# 1898 E.H. Corson Nashua



## ftwelder (Sep 21, 2010)

I posted a couple of months ago an early Sam-sco bike I purchased.  Last week, I swapped it for a pair of 1898 bikes. This Corson and a ladies Defiance made by Monarch. Other than the saddle and spokes, it's pretty nice (for a new england rust bucket) 

Enjoy!




IMG_3630 by barnstormerbikes, on Flickr



IMG_3631 by barnstormerbikes, on Flickr



IMG_3632 by barnstormerbikes, on Flickr



IMG_3633 by barnstormerbikes, on Flickr



IMG_3634 by barnstormerbikes, on Flickr



IMG_3635 by barnstormerbikes, on Flickr


----------



## DonChristie (Sep 21, 2010)

Cool bike!@ Those pedals are worth a mint. You gonna ride it?


----------



## ftwelder (Sep 21, 2010)

schwinndoggy said:


> Cool bike!@ Those pedals are worth a mint. You gonna ride it?
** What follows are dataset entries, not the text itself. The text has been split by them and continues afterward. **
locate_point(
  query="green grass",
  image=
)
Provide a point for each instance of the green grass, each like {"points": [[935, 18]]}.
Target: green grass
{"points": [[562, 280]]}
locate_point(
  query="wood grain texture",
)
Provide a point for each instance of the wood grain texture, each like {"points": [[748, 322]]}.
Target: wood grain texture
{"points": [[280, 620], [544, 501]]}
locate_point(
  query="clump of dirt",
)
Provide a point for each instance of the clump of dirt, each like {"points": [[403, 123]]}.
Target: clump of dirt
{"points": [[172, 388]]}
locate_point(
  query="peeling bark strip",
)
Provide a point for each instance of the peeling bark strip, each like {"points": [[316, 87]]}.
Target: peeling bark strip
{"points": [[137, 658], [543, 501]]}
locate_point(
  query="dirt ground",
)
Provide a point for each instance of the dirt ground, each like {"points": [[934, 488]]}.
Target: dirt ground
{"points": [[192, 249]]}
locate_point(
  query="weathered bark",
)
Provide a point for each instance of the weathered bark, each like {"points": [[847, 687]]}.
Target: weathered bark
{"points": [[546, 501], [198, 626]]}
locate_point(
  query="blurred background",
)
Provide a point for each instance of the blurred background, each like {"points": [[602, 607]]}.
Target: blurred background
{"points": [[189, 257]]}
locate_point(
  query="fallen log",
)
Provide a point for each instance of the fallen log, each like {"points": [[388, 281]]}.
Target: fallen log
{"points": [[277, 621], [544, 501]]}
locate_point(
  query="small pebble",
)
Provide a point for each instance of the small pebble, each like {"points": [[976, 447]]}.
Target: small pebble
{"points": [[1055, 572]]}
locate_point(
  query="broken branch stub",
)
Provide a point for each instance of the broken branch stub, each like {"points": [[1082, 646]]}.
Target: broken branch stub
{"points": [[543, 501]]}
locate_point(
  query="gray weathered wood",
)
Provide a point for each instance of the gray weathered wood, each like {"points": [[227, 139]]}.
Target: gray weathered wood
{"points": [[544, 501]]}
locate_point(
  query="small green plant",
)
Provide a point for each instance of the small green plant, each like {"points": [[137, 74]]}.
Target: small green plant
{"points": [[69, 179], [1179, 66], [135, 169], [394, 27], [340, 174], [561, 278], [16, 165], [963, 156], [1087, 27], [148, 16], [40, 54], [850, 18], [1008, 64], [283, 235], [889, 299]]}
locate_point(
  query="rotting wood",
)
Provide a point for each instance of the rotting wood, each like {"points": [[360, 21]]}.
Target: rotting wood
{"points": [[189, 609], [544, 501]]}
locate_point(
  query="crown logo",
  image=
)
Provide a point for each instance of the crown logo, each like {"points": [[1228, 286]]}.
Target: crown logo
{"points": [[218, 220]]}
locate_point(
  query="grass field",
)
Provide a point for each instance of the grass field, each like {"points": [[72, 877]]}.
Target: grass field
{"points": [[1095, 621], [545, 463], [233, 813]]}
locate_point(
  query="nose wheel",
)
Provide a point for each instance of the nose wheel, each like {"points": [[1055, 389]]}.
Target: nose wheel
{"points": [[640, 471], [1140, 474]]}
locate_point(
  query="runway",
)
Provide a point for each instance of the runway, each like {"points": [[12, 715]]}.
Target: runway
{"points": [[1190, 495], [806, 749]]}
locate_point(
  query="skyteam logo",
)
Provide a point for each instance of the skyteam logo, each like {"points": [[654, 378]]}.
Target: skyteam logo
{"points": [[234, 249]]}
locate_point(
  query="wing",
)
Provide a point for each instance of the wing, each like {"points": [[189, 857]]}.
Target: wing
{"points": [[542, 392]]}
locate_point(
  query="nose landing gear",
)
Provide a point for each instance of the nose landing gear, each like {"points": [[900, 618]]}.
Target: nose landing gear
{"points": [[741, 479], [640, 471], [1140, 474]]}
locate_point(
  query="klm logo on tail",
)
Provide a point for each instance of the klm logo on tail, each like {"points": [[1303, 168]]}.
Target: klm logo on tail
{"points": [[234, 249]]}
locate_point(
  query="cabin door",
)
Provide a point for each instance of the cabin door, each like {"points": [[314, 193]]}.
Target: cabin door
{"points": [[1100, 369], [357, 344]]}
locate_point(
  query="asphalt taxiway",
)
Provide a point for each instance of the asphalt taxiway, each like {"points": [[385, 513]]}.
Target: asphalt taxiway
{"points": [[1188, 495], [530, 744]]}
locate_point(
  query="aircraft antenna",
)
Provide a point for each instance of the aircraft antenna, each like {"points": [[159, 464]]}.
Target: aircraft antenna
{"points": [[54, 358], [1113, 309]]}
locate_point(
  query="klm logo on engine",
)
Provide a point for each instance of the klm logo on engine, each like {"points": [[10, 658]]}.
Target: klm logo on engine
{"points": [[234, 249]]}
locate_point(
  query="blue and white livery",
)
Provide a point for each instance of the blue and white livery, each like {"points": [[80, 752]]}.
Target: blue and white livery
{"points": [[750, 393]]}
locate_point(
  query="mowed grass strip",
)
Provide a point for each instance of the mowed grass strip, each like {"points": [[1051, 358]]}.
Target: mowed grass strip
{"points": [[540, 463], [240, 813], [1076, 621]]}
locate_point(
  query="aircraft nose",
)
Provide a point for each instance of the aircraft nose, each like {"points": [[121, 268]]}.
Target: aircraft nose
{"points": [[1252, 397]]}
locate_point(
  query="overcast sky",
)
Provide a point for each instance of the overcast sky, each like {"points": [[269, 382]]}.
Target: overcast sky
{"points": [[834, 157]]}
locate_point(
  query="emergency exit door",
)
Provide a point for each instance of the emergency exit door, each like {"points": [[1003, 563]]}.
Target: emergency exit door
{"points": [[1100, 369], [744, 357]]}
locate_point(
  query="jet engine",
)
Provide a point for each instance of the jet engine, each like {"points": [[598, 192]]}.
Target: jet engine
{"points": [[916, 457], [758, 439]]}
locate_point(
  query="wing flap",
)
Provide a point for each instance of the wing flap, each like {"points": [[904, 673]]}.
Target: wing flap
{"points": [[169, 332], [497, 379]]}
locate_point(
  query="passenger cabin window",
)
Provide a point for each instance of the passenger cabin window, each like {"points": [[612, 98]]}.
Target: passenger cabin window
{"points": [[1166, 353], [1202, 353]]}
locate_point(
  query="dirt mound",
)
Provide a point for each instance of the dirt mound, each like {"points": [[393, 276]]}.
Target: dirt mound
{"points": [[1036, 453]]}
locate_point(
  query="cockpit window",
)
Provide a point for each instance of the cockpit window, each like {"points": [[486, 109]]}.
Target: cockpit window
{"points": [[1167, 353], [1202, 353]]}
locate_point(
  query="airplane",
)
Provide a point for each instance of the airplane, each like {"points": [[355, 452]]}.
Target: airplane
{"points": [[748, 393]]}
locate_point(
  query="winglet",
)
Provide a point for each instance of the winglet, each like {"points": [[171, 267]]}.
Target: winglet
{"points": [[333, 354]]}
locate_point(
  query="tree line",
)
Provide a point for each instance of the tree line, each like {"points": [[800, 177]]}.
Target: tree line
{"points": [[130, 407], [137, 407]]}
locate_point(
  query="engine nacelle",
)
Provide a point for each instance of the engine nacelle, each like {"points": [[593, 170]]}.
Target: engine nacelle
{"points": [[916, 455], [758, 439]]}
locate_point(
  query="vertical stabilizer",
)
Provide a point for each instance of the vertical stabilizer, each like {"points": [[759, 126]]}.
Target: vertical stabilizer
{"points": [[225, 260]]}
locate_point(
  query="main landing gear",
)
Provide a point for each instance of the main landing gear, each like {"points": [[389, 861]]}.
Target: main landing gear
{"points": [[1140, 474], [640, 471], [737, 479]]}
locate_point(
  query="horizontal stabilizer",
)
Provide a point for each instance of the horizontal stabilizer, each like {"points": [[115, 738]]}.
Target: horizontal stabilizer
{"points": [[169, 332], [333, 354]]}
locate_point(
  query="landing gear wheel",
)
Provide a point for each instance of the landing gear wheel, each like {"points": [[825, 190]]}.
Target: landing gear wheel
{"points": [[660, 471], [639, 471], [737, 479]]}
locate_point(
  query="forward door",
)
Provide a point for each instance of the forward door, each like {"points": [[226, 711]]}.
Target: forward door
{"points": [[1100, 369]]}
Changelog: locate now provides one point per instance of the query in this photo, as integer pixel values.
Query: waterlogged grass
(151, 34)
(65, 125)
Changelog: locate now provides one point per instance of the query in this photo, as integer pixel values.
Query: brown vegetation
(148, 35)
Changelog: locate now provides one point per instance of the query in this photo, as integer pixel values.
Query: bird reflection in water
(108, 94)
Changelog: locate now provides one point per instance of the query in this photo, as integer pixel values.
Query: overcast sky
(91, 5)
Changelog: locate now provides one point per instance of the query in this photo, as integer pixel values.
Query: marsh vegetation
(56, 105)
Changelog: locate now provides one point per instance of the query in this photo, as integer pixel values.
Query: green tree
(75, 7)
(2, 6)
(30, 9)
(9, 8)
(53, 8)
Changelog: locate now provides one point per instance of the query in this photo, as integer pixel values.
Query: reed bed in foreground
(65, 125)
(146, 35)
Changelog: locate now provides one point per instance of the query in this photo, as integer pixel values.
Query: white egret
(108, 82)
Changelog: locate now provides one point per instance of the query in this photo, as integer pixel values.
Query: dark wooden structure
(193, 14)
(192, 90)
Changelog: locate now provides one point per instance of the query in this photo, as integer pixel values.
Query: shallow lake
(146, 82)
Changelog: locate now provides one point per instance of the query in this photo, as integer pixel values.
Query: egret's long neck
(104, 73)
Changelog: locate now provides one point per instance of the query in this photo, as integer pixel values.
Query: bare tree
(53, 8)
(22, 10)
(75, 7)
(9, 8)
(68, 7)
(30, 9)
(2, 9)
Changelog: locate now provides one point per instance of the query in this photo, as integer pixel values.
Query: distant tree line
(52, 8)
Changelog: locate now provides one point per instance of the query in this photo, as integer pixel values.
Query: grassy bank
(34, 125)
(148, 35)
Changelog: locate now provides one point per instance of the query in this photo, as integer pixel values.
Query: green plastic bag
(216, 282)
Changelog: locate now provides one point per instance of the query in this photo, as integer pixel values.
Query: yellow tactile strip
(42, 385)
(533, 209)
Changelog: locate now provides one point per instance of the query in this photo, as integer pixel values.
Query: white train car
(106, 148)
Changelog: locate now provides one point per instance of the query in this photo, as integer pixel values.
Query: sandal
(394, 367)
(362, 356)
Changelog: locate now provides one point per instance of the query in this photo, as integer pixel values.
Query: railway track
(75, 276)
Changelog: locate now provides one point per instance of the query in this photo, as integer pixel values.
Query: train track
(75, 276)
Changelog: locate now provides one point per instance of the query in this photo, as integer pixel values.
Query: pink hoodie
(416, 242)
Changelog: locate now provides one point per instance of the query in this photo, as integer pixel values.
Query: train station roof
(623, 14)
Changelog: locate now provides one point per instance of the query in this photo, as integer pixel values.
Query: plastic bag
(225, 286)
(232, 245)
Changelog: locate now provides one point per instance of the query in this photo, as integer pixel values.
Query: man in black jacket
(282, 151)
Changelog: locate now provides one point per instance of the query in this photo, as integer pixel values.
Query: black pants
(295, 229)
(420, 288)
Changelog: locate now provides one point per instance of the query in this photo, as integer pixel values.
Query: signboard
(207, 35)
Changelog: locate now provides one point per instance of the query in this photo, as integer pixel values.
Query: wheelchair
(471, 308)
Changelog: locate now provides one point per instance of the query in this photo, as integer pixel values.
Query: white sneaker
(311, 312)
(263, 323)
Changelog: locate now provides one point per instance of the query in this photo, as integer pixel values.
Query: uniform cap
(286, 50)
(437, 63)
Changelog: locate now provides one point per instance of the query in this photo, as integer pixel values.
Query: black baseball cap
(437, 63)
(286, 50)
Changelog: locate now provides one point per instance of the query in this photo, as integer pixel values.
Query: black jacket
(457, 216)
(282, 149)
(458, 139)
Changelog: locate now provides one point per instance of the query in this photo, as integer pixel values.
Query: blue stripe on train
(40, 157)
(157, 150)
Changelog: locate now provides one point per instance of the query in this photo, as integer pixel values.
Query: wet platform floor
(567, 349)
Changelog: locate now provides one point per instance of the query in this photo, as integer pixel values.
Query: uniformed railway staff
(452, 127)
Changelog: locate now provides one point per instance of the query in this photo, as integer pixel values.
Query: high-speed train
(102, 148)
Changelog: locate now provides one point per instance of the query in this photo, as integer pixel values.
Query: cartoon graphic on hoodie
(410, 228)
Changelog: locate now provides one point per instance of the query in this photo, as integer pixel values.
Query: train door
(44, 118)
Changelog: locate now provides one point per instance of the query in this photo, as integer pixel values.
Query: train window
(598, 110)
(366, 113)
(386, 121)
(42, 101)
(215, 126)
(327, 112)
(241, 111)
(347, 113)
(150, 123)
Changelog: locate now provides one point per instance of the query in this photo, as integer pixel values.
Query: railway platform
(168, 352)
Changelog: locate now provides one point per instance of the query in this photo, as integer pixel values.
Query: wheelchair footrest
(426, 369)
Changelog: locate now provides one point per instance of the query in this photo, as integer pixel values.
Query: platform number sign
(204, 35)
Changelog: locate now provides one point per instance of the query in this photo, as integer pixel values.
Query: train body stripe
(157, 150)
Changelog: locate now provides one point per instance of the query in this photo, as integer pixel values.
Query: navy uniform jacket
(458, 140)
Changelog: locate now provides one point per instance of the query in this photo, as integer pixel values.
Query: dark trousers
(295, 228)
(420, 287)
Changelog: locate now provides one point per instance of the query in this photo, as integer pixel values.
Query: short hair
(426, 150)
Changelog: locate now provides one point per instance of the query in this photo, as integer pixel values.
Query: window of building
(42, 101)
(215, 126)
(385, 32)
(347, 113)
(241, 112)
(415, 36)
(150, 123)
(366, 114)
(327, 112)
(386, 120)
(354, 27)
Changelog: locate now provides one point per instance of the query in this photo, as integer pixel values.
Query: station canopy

Thanks! Yes, I plan to ride it. How much depends on what kind of condition the bearing races are in. Everything else seems pretty good. There is a woman locally who does antique furniture repair who can do the saddle.  It is surprising how well this bike is constructed. The hubs and headset are buttery smooth and constructed like a fine piece of manufacturing equipment. The bike looks huge but the dimensions are similar to my 58cm road bike. I think the cranks are like 150's or something but the gearing looks reasonable. 

I showed it to a local guy today who told me there were "several" wood wheel bikes about 20 miles from here laying around someones front yard. 

I have a second set of those pedals on the defiance. Interesting bike the defiance. I didn't weigh it but it feels lighter than my modern road bike.


----------